Season 5 of the hit series Merlin premiered on Sy Fy last night (BBC viewers have already seen the entire season). Fortunately, I’ve avoided all the spoiler sites before viewing this season. I haven’t been so excited about a season premiere in years since this will be the last season of Merlin and it’s been my favorite television show since the cancellation of The Lost World (that’s another Arthurian blog for the future). All that said, I was a bit disappointed in this season premiere, although I did a good job of setting up the rest of the season, which I trust will just continue to build.
As usual, there was plenty of repartee between Merlin and Arthur. The series is worth watching if only to watch the interaction between these two characters. Colin Morgan is a fabulous actor and his character really came into his own at the end of last season when he openly demonstrated his magic to Agravaine. Bradley James also plays his somewhat stuck-up Arthur quite well. These two characters did not disappoint at all.

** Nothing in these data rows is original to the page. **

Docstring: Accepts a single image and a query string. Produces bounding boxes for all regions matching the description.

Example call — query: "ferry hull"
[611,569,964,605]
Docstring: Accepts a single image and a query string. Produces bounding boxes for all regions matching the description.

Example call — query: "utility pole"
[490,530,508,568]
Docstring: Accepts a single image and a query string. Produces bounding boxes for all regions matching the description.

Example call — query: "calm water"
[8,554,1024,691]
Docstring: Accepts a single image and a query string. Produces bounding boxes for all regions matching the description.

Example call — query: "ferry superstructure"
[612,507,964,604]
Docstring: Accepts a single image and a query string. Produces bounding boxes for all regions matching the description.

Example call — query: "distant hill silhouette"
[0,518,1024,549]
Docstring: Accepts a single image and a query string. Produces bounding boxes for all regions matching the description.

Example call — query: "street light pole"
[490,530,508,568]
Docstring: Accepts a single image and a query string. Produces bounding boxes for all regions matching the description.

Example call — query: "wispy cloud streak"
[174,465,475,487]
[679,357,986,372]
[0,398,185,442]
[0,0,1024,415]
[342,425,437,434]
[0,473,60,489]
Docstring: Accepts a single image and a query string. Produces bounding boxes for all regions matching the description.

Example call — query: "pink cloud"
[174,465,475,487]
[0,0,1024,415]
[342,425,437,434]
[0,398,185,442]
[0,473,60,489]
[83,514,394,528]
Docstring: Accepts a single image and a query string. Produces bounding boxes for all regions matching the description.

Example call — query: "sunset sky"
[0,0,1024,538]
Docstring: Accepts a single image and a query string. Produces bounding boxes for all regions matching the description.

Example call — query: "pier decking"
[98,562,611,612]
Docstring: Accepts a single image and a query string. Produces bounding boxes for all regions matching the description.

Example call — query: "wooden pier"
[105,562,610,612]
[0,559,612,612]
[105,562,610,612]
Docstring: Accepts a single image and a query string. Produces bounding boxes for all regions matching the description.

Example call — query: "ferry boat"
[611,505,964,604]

The season opens after three years of peace in Camelot, followed by the disappearance of Gwain (why isn’t his name spelled Gawain in the series?), Percival, and several other knights on a mission. Arthur sets out to find the knights. Gawain and Percival are revealed to the viewer as imprisoned in a dark cave with the others, apparently being forced to pound rocks and do hard labor – although I noticed it couldn’t be too hard since their hair was still combed perfectly and they were devoid of sweat. I won’t give away much more of the plot. Arthur and Merlin have yet to find Gwain and company when the episode ends.
Then there was a young serving girl at Camelot named Sefa who seemed to have eyes for Merlin. She and Gwen become friends, but she is also the daughter of a sorcerer so she ultimately betrays Guinevere and Camelot’s trust. When Guinevere discovers this, since Arthur is away seeking Gwain, she sentences Sefa to death. Clearly, the viewer is to be stunned by Guinevere’s harshness, and Gaius appears surprised from the expression on his face. What is up with Guinevere’s lack of humanity? She is following the rules of Camelot, but considering her own father was burnt at the stake by Arthur’s father, you would think she’d be a bit more sympathetic (I never have figured out why she stuck around Camelot after that happened; I’d have left rather than marry the son of my father’s murderer – I’ve never been a fan of Uther in the series) – that said, Guinevere assumes Sefa’s father is siding with Morgana, who is a threat to everyone at Camelot. This scene suggests something major is going to happen with Guinevere this season – we will have to wait and see. Throughout the series (no offense to Angel Coulby’s acting skills; it’s the weakness of the script at fault), Guinevere has been the least appealing character, having no real chemistry with Arthur and being somewhat unbelievable as his love interest considering she is a serving maid. And while I’m all for multiculturalism, we never have had an explanation for why Guinevere and her family are the only black people in Camelot – where did they come from? I am hoping there is some mystery about Guinevere’s past, perhaps one even she does not know, that will be revealed before the season is over.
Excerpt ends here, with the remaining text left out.